(Epistemic status: Processing obvious things that have likely been written many times before, but that are still useful to have written up in my own language)
How do you act in the context of a community that is vetting constrained? I think there are fundamentally two approaches you can use to establish coordination with other parties:
1. Professionalism: Establish that you are taking concrete actions with predictable consequences that are definitely positive
2. Alignment: Establish that you are a competent actor that is acting with intentions that are aligned with the aims of others
I think a lot of the concepts around professionalism arise when you have a group of people who are trying to coordinate, but do not actually have aligned interests. In those situations you will have lots of contracts and commitments to actions that have well-specified outcomes and deviations from those outcomes are generally considered bad. It also encourages a certain suppression of agency and a fear of people doing independent optimization in a way that is not transparent to the rest of the group.
Given a lot of these drawbacks, it seems natural to aim for establishing alignment with others, it is however much less clear how to achieve that. Close group of friends can often act in alignment because they have credibly signaled to each other that they care about each others experiences and goals. This also tends to involve costly signals of sacrifice that are only economical if the goals of the participants were actually aligned. I also suspect that there is a real “merging of utility functions” going on, where close friends and partners self-modify to share each others values.
For larger groups of people, establishing alignment with each other seems much harder, in particular in the presence of adversarial actors. You can request costly signals, but it is often difficult to find good signals that are not prohibitively costly for many members of your group (this task is much easier for smaller groups, since you have less spread in the costs of different actions). You are also under much more adversarial pressure, since with more people you likely have access to more resources which attracts more adversarial actors.
I expect this is the reason why we see larger groups often default to professionalism norms with very clearly defined contracts.
I think the EA and Rationality communities have historically optimized hard for alignment and not professionalism, since that enabled much better overall coordination, but as the community grew and attracted more adversarial actors those methods didn’t scale very well and so we currently expect alignment-level coordination capabilities while only having access to professionalism-level coordination protocols and resources.
We’ve also seen an increase in people trying to increase the amount of alignment, by looking into things like circling and specializing in mediation and facilitation, which I think is pretty promising and has some decent traction.
I also think there is a lot of value in building better infrastructure and tools for more “professionalism” style interactions, where people offer concrete services with bounded upside. A lot of my thinking on the importance of accountability derives from this perspective.
Making yourself understandable to other people
(Epistemic status: Processing obvious things that have likely been written many times before, but that are still useful to have written up in my own language)

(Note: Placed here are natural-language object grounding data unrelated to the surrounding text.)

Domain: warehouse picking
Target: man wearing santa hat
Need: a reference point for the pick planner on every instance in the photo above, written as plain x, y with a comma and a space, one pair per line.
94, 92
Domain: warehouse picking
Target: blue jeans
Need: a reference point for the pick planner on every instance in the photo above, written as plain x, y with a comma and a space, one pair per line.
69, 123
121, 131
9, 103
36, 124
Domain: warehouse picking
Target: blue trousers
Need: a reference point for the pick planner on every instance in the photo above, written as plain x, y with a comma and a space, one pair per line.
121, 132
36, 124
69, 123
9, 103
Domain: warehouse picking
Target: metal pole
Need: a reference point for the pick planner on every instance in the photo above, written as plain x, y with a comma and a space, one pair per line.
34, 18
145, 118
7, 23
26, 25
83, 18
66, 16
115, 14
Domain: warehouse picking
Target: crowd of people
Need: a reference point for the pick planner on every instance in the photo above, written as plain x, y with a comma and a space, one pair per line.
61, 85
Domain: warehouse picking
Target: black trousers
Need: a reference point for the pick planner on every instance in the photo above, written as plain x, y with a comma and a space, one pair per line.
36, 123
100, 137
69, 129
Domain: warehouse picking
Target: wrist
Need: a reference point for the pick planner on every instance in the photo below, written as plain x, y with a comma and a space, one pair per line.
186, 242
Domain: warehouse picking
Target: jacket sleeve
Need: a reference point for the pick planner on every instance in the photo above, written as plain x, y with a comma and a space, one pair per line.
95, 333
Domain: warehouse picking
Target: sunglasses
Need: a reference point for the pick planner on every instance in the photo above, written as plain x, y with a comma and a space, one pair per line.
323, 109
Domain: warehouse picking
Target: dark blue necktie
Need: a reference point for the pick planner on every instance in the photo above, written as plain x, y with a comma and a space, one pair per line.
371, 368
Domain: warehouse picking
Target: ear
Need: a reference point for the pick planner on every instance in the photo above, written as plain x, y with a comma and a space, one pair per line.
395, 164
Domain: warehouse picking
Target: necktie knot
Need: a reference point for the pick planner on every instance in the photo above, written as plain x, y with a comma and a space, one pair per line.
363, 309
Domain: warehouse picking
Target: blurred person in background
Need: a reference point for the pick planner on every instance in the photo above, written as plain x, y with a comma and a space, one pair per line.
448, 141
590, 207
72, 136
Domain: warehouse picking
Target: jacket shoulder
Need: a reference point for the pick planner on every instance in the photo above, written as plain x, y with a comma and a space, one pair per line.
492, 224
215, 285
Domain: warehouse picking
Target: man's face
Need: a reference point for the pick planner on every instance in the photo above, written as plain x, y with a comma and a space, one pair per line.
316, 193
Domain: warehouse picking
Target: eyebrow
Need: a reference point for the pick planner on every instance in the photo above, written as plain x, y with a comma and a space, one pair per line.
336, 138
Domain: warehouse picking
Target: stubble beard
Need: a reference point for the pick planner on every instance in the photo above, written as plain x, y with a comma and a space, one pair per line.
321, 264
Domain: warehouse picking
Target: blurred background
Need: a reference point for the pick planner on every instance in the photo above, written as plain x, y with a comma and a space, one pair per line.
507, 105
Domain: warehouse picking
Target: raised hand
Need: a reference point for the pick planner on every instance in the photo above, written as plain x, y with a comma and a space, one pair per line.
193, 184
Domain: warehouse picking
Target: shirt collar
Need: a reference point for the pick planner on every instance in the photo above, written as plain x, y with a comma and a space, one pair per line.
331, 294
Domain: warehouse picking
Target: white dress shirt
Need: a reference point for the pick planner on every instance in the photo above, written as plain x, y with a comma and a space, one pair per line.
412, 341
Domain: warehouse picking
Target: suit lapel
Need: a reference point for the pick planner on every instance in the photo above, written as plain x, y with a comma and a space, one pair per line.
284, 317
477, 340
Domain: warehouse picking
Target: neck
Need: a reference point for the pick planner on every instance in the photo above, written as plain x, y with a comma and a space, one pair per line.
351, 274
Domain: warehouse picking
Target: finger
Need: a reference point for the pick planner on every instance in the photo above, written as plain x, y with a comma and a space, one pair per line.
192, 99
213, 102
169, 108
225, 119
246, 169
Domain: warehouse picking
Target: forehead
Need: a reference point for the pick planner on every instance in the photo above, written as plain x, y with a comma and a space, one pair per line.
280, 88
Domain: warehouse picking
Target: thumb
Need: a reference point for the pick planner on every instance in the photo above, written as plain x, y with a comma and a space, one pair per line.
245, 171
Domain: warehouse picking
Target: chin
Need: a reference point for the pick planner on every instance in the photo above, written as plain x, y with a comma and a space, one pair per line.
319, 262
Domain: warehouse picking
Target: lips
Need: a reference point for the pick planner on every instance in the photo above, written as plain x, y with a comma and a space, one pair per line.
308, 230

How do you act in the context of a community that is vetting constrained? I think there are fundamentally two approaches you can use to establish coordination with other parties:
1. Professionalism: Establish that you are taking concrete actions with predictable consequences that are definitely positive
2. Alignment: Establish that you are a competent actor that is acting with intentions that are aligned with the aims of others
I think a lot of the concepts around professionalism arise when you have a group of people who are trying to coordinate, but do not actually have aligned interests. In those situations you will have lots of contracts and commitments to actions that have well-specified outcomes and deviations from those outcomes are generally considered bad. It also encourages a certain suppression of agency and a fear of people doing independent optimization in a way that is not transparent to the rest of the group.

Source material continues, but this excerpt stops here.